Table 4 represents the rate constants of first-order model, which was calculated from slope of the trend lines in Fig. 2. The rate constant at 583 K was found to be 0.0668 dm³ g⁻¹ h⁻¹ and it increased to 0.0969 dm³ g⁻¹ h⁻¹ at 623 K which clearly indicates that elevated temperatures accelerate disproportionation and reduce reaction duration to achieve maximum product. The rate constants obtained in this work were obviously within the range reported by other researchers [26–28]. The first-order rate constant obtained does not take into consideration the deactivation of modified HZSM-5 due to coke formation. This is justified, because catalyst stability runs showed a steady activity without any sign of decrease in conversion with a time on-stream period of 100 h. If the temperature dependence of the rate constant is expressed in Arrhenius form,

$$k=k_{\text{o}}exp\left(-E/RT\right)$$

(5)

where, k_o is the frequency factor, E the activation energy, R the gas constant, and T the temperature, by plotting ln k versus 1/T, the activation energy E can be obtained from the slope. Similar types of Arrhenius plots are reported by Shahla et al. [29].

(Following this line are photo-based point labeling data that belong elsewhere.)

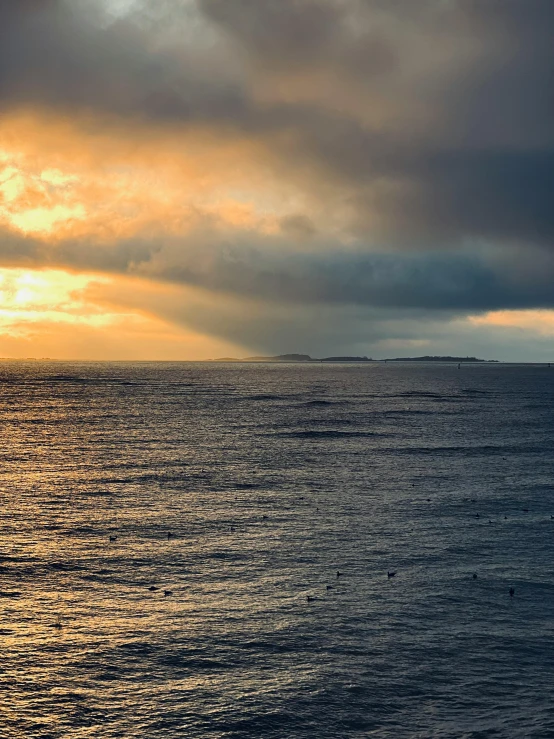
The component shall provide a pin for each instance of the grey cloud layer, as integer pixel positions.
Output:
(432, 119)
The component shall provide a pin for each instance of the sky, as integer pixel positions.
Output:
(188, 179)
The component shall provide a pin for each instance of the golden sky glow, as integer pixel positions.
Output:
(210, 177)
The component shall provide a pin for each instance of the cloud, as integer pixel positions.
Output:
(360, 160)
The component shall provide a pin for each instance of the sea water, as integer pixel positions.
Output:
(243, 490)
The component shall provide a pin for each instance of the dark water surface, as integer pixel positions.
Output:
(271, 478)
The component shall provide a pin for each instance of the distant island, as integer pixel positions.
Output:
(293, 358)
(308, 358)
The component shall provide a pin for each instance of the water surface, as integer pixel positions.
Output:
(270, 479)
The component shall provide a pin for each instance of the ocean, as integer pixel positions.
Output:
(203, 550)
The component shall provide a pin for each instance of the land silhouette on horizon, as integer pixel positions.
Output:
(308, 358)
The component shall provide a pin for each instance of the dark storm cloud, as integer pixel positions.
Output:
(432, 119)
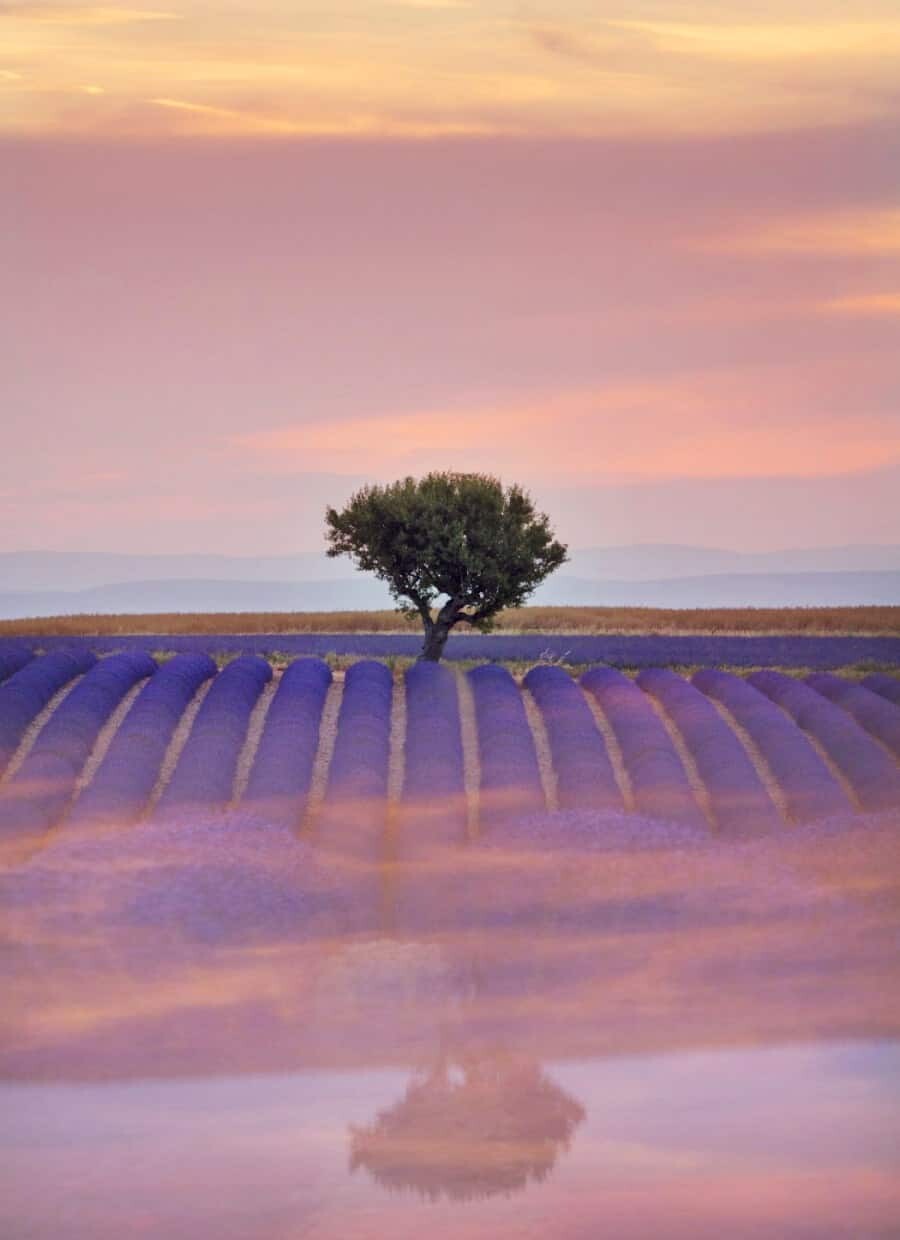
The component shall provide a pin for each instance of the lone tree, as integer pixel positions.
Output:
(454, 536)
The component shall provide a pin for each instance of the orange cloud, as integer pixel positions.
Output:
(707, 425)
(874, 232)
(865, 304)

Based on Eqs. (4), (5) and Fig. 3, the calculated activation energy of the disproportionation of ethylbenzene is 30.16 kJ mol⁻¹ which also agreed well with reported value (Table 5).

Fig. 3

Arrhenius plot for first-order kinetic model for disproportionation of EB over HZSM-TS with air as carrier gas by xylene mixed EB feed

Table 5 Kinetic studies on ethylbenzene disproportionation reaction

The increase in rate of reaction is observed with xylene mixed EB feed as compared to pure EB feed with increase in W/F as represented by Fig. 4. The rate constant for pure EB feed was found to be 0.0629 dm³ g⁻¹ h⁻¹ and that of xylene mixed EB feed was 0.0849 dm³ g⁻¹ h⁻¹ at 603 K which clearly indicates that xylene mixed EB feed accelerates disproportionation reaction.

Fig. 4

First-order kinetics of EB disproportionation with different compositional feed over HZSM-5TS with air as carrier gas at different W/F

Conclusions

The effect of carrier gases such as air (78 % N₂ and 21 % O₂) and nitrogen on the selective formation of p-DEB by EB disproportionation reaction was studied in detail. The performance of the air (78 % N₂ and 21 % O₂) and nitrogen on catalyst was compared for the HZSM-5 (plane) and modified HZSM-5 catalyst for the EB disproportionation reaction. The different types of feed viz: pure EB (99 %) and xylene mixed EB (64 % EB and 36 % xylene isomers), were used for the comparative study of carrier gases. The stability study reveals that, the presence of air over HZSM-5TS (8 % silica deposited) was observed to be more active and selective as far as EB conversion (10 %) and p-DEB (96 %) formation is concerned. The presence of O₂ in carrier gas accelerates the auto-thermal reaction which in turn increases EB conversion and delays coke formation.

The disproportionation reaction follows the first-order kinetics with respect to W/F (weight of the catalyst, g/feed rate, g/h). The rate constants and activation energy (30.16 kJ mol⁻¹) obtained are within the range of reported value.